We conclude that a follow-up period of 7–8 months is indicated after a craniomaxillofacial trauma. In addition, a more thorough CT review is needed as CCFs can occur on the side contralateral to that of the injury. With a longer follow-up period as recommended, the clinician can detect CCF early and easily, and initiate treatment at the proper time, thereby minimizing the risk of morbidity and improving the prognosis.

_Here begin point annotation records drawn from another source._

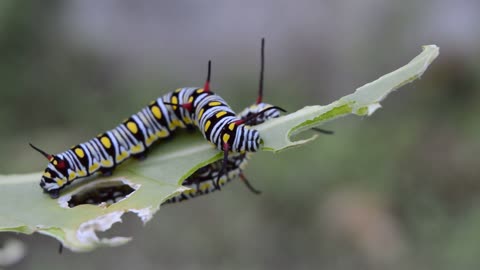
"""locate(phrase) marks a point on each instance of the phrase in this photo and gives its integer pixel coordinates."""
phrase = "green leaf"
(24, 208)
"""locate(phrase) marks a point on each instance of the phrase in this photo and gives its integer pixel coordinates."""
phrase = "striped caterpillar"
(215, 175)
(182, 108)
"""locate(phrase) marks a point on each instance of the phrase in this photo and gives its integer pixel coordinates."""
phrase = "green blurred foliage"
(393, 191)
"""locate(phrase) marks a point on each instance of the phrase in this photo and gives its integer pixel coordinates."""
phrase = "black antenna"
(206, 88)
(262, 66)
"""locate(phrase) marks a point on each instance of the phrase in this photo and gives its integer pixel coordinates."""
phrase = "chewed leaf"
(364, 101)
(95, 204)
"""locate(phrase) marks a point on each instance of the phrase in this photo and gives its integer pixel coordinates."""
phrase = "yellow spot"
(132, 126)
(106, 163)
(204, 186)
(156, 112)
(226, 137)
(106, 142)
(214, 103)
(162, 134)
(137, 149)
(94, 167)
(201, 113)
(187, 120)
(79, 152)
(123, 155)
(150, 140)
(207, 125)
(176, 123)
(220, 114)
(60, 182)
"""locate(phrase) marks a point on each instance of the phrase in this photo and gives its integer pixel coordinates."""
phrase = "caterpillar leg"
(249, 186)
(223, 170)
(140, 156)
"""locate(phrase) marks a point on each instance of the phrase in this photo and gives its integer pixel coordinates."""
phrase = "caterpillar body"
(204, 180)
(182, 108)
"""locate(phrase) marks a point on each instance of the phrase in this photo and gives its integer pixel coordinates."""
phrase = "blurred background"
(398, 190)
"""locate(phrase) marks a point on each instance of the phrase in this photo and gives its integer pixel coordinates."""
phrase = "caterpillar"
(211, 177)
(182, 108)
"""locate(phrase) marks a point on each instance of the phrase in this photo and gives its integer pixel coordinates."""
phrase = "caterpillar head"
(53, 178)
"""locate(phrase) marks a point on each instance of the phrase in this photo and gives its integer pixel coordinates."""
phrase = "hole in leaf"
(104, 194)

No potential conflict of interest relevant to this article was reported.

Ethical approval

The study was approved by Catholic Medical Center Office of Human Research Protection Program (CMC OHRP) and performed in accordance with the principles of the Declaration of Helsinki. Written informed consent was obtained.

Patient consent

The patient provided written informed consent for the publication and the use of his images.

Fig. 1.
(A, B) Initial facial bone computed tomography image showed left frontal sinus and left medial blowout fracture with otherwise normal intraorbital anatomy on both sides.
Fig. 2.
(A, B) Head and neck computed tomography angiography images obtained 8 months after the primary procedure revealed a space-occupying lesion in the right intraorbital area and carotidcavernous sinus fistula (arrows).
Fig. 3.
(A, B) The preoperative angiogram images of the right internal carotid artery with traumatic direct carotid-cavernous sinus fistula (arrows). (C, D) The postoperative angiogram images of the right internal carotid artery with the successfully occluded fistula that was treated using the coil embolization procedure (arrows).
Table 1.
Summary of reported cases of direct CCF following craniomaxillofacial trauma in the literature
Study Sex/age (yr) Trauma site & type Symptom onset after trauma CCF site
Pulhorn et al. [4] Male/45 Right orbital fracture 2 mo Left
Right temporal bone fracture
Left frontoparietal skull fracture
Yu et al. [3] Male/49 Left zygomaticomaxillary complex fracture Immediately Left
Skull base fracture
Schutz et al. [5] Male/17 Right mandibular angle and parasymphysis fracture 4 day Right
Le Fort I fracture
Chang and Cheng [6] Female/27 Right zygomaticomaxillary complex fracture 3 wk Right
Mandibular right subcondylar fracture
Nguyen et al. [7] Male/34 Right orbital floor fracture 8 wk Right
Skull base fracture
Right fronto zygomaticomaxillary complex fracture
Kim et al. [8] Female/32 Panfacial fractures with bilateral orbital fractures Immediately Left
Paza et al. [9] Female/18 Left mandibular parasymphysis and body fracture Immediately Left
Left orbital area contusion without fracture
Wallick et al. [10] Female/28 Right zygomatic arch fracture 12 hr Right
Skull base fracture
Keiser et al. [11] Male/28 Left zygomatic arch step 2 wk Left
Left orbital contusion
Zhu et al. [12] Male/22 Skull base fracture 4 mo Right (but symptoms revealed in left eye)
Subarachnoid hemorrhage
Epidural hematoma

CCF, carotid-cavernous sinus fistula.